Thank you for all of your help and suggestions. I learned a lot a lot about hydraulics along the way.

Thanks again Mike Van for offering to loan me a pump to see if that was the problem, if it was not a 50 minute ride each way I would have taken you up on the offer.

Question. Should I leave the gauge on the splitter or should I take it off and plug it? I'm not sure how fragile it is.

Happy Thanksgiving

So you ran it and it works right? That is good.

If the guage is out of harms way and/or protected from damage, I would leave it there. If it's vulnerable, either remove or relocate. Lots of guys run guages on their splitters, permanently. Ordinary operation shouldn't hurt it.
 
Leave it there. It’s a good idea on how much splitting force you really need. If your only seeing 1000-1500 max splitting pressures. You might be able to get away with a larger then recommend pump.
For example. I have a 5hp Honda running an 11gpm pump. I’ll be switching to a 16gpm pump even though it requires a 8+ hp engine. Because that hp is required at 3000psi.
 
Yes if the gauge is not in harm's way leave it on. Then as you are splitting and you hit a oak crotch that won't bust, a quick glance at the gauge will tell you if you are getting all 3000psi to the cylinder and it is just tough wood, or if you have splitter problem like your pump not going into low.

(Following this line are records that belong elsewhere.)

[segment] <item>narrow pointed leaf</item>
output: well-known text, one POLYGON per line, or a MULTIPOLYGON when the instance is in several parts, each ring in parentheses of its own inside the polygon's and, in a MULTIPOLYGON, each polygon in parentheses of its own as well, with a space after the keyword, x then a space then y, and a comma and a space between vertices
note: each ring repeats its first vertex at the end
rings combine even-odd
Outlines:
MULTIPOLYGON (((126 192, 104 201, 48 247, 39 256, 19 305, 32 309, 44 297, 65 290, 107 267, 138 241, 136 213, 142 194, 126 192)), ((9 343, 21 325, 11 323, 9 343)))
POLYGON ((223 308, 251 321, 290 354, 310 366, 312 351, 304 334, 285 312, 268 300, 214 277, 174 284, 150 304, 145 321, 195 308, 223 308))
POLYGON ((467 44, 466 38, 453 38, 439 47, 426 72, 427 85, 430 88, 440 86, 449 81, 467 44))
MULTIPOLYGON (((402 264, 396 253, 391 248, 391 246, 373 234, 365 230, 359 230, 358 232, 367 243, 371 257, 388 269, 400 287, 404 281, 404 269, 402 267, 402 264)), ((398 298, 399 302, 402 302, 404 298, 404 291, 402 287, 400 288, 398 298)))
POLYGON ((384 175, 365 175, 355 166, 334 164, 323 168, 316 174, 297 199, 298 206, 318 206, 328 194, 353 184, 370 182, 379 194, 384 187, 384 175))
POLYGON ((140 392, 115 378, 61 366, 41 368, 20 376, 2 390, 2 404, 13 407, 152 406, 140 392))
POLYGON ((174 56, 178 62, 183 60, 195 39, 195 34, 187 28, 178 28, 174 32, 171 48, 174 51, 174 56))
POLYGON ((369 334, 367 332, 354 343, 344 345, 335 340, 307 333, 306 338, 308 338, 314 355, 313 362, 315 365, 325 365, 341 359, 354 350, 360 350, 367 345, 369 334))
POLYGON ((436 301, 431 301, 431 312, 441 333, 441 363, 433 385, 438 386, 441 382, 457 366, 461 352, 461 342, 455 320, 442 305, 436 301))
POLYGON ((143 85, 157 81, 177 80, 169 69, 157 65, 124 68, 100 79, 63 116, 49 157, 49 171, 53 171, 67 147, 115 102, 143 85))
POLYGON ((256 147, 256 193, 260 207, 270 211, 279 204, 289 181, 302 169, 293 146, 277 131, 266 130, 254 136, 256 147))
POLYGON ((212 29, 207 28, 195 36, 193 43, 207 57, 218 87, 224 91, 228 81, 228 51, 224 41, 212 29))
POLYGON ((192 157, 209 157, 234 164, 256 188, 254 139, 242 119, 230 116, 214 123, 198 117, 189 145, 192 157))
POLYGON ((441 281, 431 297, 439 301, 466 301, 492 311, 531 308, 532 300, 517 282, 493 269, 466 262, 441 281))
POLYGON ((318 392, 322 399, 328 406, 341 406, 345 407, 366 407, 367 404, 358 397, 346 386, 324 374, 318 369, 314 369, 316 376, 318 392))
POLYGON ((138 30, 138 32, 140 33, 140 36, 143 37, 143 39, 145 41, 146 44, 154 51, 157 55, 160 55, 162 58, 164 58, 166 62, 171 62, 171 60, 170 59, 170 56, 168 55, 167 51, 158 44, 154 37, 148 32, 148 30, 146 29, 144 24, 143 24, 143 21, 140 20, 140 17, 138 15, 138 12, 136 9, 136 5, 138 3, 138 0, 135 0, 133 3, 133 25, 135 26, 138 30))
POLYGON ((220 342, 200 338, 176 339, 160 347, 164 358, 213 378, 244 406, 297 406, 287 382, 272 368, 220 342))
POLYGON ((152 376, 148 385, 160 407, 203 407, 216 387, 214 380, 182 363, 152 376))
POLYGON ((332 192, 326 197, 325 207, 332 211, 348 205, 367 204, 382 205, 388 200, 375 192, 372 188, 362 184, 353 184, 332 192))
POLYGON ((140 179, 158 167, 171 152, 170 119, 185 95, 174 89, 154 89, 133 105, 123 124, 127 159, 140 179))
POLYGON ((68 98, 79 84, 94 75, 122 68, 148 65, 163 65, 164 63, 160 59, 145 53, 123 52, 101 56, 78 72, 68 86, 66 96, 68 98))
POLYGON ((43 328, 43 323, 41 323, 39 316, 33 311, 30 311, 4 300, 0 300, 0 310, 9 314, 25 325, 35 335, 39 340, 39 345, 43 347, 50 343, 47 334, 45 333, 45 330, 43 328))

Sent from my XT1254 using Tapatalk
 
Thanks for all of your advise so far.

The splitter worked great yesterday, today I fired it up and 10 minutes in the plate at the end of the beam that holds the wood in place cracked/ split right where the plate meets the beam.
Where would I find another one of those plates? I looked online but could not find anything. I also looked in the MTD parts manual but the part is no longer available.
I'm not sure what the part is called. It looks to be cast iron and has the rib that holds the wood from kicking out.